Запинаясь, Бесси рассказала ему о происшествии. Показала связку ключей, которую сжимала рукой всю ночь.
- Матерь божья! - воскликнул он.
- Что мне делать? - спросила Бесси.
- Я открою вам дверь.
- Но у вас нет ключа.
- Мы можем открыть любую дверь в двери в случае пожара.
Смотритель ушел к себе на пару минут и вернулся с какими-то инструментами и связкой ключей на большом кольце. Он поднялся с Бесси на лифте. Сумка с едой всё еще стояла у порога, но, кажется, похудела за ночь. Смотритель стал возиться с замком.
- Что это за карточки, - спросил он.
Бесси промолчала.
- Почему вы сразу не пришли ко мне и не сказали, что случилось? Ходить всю ночь по улицам в вашем возрасте - Боже упаси!
Пока он возился с отмычками, открылась дверь в соседней квартире и выглянула крашеная блондинка в бигуди, халате и шлепанцах.
- Что с вами случилось? - спросила она. - Я несколько раз открывала дверь, и там всё время стояла эта сумка. Я вынула масло и молоко и положила их в свой холодильник.
Бесси чуть не прослезилась:
- Какие вы добрые, я просто представить не могла...
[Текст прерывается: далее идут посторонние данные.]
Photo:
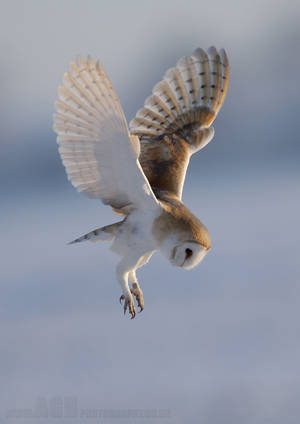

Смотритель извлек из замочной скважины вторую половинку ключа, потом еще немного повозился, повернул ключ, и дверь открылась. Посыпались карточки. Он вошел в прихожую, и Бесси ощутила затхлый дух квартиры, в которой долго никого не было.
Смотритель сказал:
- Если случится что-то в этом роде, сразу зовите меня: это моя работа.
Бесси хотела отблагодарить его, но ее руки так ослабели, что она не смогла открыть сумочку. Соседка занесла молоко и масло. Бесси зашла в спальню и легла. Будто камень сдавил грудь, и подступила тошнота. Что-то тяжело стучало во всём теле от ног и до груди. Бесси прислушивалась без тревоги: капризы тела просто были любопытны ей. Смотритель и соседка о чем-то говорили, но Бесси не могла разобрать их слов. Такое уже случилось с ней лет тридцать назад, когда ее погружали в наркоз перед операцией: врач и сестра разговаривали, но голоса их доносились будто из страшной дали и звучали как на иностранном языке.
Вскоре настала тишина, и появился Сэм. Не было вроде ни дня, ни ночи, а какие-то странные сумерки. Они и во сне знала, что Сэм умер, но тайным способом ему удалось выбраться из могилы и прийти к ней. Он казался очень слабым и был смущен. Он не мог говорить. Они двигались в пространстве, где не было ни неба, ни земли, а лишь заваленный хламом туннель, темный извилистый коридор с грудой непонятных предметов, но чем-то знакомый. Они оказались там, где сходились две горы, а в разрыв между ними вливался свет то ли заката, то ли восхода. Они стояли нерешительно с легким чувством стыда, будто в ту ночь своего медового месяца, когда отправились в Элленвиль, и хозяин гостиницы проводил их в номер для новобрачных. И она опять услышала слова, сказанные им тогда: "Здесь нет ключа. Просто войдите. Мазл тов, счастья вам".